Rather than schedule another meeting of the working group, however, Beruff last week decided to disband it and called a meeting for June 6 in Orlando in which the entire 37-member panel would adopt rules.

"In light of the extensive time required by the working group to continue its work and the likelihood that much of their discussion will need to be reiterated with the full Commission, I think you will agree that consensus on Rules must be achieved on an expedited timeline to ensure we can continue our very important commitment to Floridians," Beruff wrote in a letter to commissioners. He then ordered that proposed amendments be filed by noon on Thursday and offered no explanation for why he changed course.

But his fellow commissioners are not happy.

Sen. Tom Lee, R-Thonotosassa, appointed to the commission by House Speaker Richard Corcoran, filed an amendment late Wednesday that adopts the rules of the 1997-98 commission. In an email to other commissioners, he asks them to join him as a co-sponsor.

"What the working group did didn't go over well," Lee said. "This seems the most equitable way to proceed. This is a starting place."

Former Senate President Don Gaetz, a Niceville Republican appointed to the commission by Senate President Joe Negron, agrees the working group's efforts were shelved because Beruff and the governor's staff didn't like the results.

"The working group comprised of appointees from all branches of government has been dismissed, probably because we were coming to consensus on things that were not acceptable to those who were running the commission," Gaetz said. "There are independent, thoughtful people on this commission. What is called for is a presider — not a decider."

He added that because the commission has held nine public hearings without any rules, "it's kind of awkward. It would have been better to have settled how we are going to cooperate before we started operating."

Among the changes Beruff is seeking are provisions that will allow him to reject proposals by individual members or committees, send a proposal back to a committee after it has been amended in another committee — a tool used to effectively kill proposals — and give him sole discretion over what proposals will be referred to which committee.

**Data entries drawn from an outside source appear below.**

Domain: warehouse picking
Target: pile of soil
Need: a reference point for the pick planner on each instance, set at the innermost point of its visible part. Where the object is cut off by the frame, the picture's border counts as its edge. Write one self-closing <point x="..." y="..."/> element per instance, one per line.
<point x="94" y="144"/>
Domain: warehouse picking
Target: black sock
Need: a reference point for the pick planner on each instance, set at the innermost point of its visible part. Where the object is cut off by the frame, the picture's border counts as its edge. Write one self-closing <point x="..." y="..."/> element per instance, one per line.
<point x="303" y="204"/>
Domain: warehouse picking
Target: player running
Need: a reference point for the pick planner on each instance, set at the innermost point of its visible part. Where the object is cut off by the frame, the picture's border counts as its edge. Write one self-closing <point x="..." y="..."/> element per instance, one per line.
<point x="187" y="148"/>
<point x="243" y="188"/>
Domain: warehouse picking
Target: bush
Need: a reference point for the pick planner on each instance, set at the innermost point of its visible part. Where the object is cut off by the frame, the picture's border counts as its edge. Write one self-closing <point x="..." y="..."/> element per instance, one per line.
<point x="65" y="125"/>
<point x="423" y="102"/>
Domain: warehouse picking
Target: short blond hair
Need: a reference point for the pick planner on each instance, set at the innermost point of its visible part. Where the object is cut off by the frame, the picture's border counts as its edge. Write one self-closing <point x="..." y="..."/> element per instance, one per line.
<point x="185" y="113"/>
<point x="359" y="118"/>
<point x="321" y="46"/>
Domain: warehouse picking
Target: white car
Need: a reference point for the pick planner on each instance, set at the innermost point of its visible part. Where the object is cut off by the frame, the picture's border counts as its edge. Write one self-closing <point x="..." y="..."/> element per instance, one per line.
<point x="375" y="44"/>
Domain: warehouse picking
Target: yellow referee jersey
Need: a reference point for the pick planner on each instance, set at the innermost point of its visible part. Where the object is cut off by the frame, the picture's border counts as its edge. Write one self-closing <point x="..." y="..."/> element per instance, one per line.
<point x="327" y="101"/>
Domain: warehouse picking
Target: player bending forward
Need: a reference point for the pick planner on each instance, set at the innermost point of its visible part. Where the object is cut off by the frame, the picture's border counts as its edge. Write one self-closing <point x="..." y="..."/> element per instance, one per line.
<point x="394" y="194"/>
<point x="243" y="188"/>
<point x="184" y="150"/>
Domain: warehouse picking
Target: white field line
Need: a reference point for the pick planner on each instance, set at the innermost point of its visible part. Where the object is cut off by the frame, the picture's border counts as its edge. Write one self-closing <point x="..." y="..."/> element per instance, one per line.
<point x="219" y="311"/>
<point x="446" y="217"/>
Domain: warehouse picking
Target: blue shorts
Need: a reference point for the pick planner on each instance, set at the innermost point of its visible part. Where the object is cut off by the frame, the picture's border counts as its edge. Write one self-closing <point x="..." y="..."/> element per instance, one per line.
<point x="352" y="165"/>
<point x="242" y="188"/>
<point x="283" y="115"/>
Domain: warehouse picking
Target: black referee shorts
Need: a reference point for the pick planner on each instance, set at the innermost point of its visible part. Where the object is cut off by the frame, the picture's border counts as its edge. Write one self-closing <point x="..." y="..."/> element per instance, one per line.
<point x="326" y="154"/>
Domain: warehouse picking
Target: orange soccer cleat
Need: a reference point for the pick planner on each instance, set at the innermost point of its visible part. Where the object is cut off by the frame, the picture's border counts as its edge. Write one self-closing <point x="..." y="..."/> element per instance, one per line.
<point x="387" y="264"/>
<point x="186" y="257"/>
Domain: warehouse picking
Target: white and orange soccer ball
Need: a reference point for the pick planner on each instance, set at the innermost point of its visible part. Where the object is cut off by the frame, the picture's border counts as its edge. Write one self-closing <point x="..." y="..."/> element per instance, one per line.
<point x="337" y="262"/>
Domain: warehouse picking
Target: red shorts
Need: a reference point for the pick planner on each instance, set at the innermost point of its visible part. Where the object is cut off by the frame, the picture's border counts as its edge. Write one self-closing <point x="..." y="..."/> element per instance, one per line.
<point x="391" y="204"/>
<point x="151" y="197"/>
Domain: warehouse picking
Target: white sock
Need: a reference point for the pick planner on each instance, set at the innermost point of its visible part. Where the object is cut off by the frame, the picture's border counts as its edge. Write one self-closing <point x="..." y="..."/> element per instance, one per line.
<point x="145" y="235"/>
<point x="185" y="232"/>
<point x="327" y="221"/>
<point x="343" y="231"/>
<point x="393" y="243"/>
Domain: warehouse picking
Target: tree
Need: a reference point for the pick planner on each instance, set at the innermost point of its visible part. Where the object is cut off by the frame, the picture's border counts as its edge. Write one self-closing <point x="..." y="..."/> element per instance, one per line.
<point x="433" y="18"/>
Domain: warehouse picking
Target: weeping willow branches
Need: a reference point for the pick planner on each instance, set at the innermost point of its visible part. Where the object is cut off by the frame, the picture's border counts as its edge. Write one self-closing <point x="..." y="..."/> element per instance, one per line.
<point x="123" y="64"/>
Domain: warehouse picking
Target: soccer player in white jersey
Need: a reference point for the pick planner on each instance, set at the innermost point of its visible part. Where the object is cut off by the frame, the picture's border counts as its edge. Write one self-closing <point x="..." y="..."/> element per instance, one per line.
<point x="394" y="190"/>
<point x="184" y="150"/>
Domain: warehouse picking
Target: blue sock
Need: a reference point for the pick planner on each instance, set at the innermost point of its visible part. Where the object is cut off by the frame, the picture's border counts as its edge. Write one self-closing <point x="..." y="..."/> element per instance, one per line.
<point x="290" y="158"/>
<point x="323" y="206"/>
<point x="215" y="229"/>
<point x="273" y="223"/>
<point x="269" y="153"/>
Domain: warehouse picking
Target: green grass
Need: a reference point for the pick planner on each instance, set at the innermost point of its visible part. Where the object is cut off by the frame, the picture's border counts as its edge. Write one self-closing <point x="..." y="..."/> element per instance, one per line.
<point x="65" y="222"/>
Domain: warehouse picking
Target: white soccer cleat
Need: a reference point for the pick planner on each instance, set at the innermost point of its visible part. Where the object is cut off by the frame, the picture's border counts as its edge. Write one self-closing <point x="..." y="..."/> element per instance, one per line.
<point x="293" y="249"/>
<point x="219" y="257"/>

He also proposes upending Florida sunshine laws: allowing members of the commission to meet for the first time with two or more members in secret.

Barbara Petersen, president of the non-profit First Amendment Foundation, warns that the commission should be considered an executive branch agency and must follow the open meeting provisions of Article I of the Florida Constitution or risk having everything it does invalidated. Instead, she said, Beruff's proposed rules apply the standard used by the Legislature — which allows for only meetings of more than two members to be considered an open meeting.

"If they adopt the legislative standards, rather than the Article I standard and somebody disagrees with what they've done and files a lawsuit, everything they've done is out the window," Petersen said.

Roberto Martinez, a Miami lawyer appointed to the commission by the Supreme Court, has proposed an amendment to the rules that adopts the stricter Sunshine Law standards.

"I feel very strongly this commission should be governed by the Sunshine Law," he said. "The two prior commissions were. This is very basic stuff. Every Floridians that has served on a government board or agency board has been subject to the Sunshine Law. This is not a mystery to anybody."

Through a spokeswoman, Beruff chose to refrain from responding to the criticism or answer why he decided to disband the working group.

"The ultimate objective is to include all commissioners in the rule development process during the open and transparent public meeting to be held on June 6," said Meredith Beatrice, commission spokesperson. She repeated what Beruff said in his letter to commissioners, that commissioners will have the opportunity to amend the rules.